'Middle Way' still best for Tibet
The Dalai Lama, Tibet's exiled spiritual leader, said Wednesday he would not alter his non-violent quest for greater Tibetan autonomy, even after Beijing blamed him for inciting a wave of unrest.
A total of 34 Tibetans, many of them Buddhist monks and nuns, are reported to have attempted to kill themselves by setting themselves on fire in China's Tibetan-inhabited areas since the start of 2011 in protest at Chinese rule.
Many Tibetans in China complain of religious repression and a gradual erosion of their culture blamed on a growing influx of majority Han Chinese to their homeland.
Beijing has repeatedly accused the Dalai Lama of inciting the self-immolations in a bid to split the vast Himalayan region from the rest of the nation, a charge he denies.
"Recently things become very, very difficult but our stand -- no change," the Dalai Lama told the World Summit of Nobel Peace Laureates.
"Independence, complete independence is unrealistic -- out of (the) question," the Dalai Lama said, saying his non-violent "Middle Way" of seeking change from Beijing still has the support of 90 percent of Tibetans.
"So we can continue," he said in a press conference at the conclusion of the summit.

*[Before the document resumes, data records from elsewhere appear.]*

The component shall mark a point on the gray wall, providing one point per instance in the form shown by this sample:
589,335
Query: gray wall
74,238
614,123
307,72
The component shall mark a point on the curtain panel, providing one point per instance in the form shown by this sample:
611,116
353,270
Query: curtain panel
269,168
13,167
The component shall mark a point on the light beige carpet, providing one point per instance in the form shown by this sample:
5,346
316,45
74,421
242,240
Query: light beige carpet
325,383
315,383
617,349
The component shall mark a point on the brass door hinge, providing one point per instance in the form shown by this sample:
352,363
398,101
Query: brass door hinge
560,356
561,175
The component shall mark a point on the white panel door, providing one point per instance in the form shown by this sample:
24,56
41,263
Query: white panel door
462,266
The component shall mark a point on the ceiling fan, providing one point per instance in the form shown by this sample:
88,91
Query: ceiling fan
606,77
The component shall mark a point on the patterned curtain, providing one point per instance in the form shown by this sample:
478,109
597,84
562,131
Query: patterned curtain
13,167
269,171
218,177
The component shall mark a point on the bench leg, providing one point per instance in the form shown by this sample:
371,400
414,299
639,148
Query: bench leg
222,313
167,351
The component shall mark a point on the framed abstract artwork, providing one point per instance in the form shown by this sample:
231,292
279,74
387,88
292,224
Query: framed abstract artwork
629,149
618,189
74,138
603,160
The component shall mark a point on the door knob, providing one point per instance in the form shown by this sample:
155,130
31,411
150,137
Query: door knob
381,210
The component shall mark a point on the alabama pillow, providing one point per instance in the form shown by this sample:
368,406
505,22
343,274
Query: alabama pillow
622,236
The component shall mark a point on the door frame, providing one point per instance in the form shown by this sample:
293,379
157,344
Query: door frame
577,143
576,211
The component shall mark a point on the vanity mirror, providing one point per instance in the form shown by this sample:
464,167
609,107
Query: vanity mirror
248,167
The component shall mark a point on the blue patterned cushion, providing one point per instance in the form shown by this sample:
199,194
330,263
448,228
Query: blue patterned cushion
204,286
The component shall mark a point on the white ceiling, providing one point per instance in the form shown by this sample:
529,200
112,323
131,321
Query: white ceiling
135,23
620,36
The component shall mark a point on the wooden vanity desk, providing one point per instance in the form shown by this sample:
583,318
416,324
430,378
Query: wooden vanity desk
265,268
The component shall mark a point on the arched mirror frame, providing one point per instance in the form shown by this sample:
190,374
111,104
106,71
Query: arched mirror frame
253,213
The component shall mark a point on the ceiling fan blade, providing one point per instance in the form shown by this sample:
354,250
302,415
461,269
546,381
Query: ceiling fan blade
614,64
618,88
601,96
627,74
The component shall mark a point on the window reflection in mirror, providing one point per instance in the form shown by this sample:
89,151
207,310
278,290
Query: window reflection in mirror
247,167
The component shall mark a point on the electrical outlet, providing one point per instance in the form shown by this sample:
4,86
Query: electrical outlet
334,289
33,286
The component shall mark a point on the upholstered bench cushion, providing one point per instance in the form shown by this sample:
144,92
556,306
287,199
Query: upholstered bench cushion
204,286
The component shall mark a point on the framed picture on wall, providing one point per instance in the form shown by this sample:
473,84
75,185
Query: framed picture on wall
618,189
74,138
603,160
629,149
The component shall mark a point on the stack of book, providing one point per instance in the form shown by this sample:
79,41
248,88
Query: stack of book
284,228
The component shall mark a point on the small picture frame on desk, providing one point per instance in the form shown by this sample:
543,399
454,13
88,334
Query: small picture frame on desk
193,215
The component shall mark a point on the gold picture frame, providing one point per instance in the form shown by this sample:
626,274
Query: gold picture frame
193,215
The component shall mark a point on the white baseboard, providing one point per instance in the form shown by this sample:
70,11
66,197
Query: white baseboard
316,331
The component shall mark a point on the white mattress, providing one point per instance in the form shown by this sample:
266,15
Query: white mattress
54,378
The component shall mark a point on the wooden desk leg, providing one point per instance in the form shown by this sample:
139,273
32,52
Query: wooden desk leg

Tibet's leadership-in-exile in India remains committed to "meaningful talk" with the Chinese government in order to establish "meaningful autonomy" for the Tibetan minority, he said.
Twelve Nobel laureates including South African Archbishop Desmond Tutu have urged China's president to resume talks with the Dalai Lama, but the Buddhist monk said that up until now, negotiations had not been productive.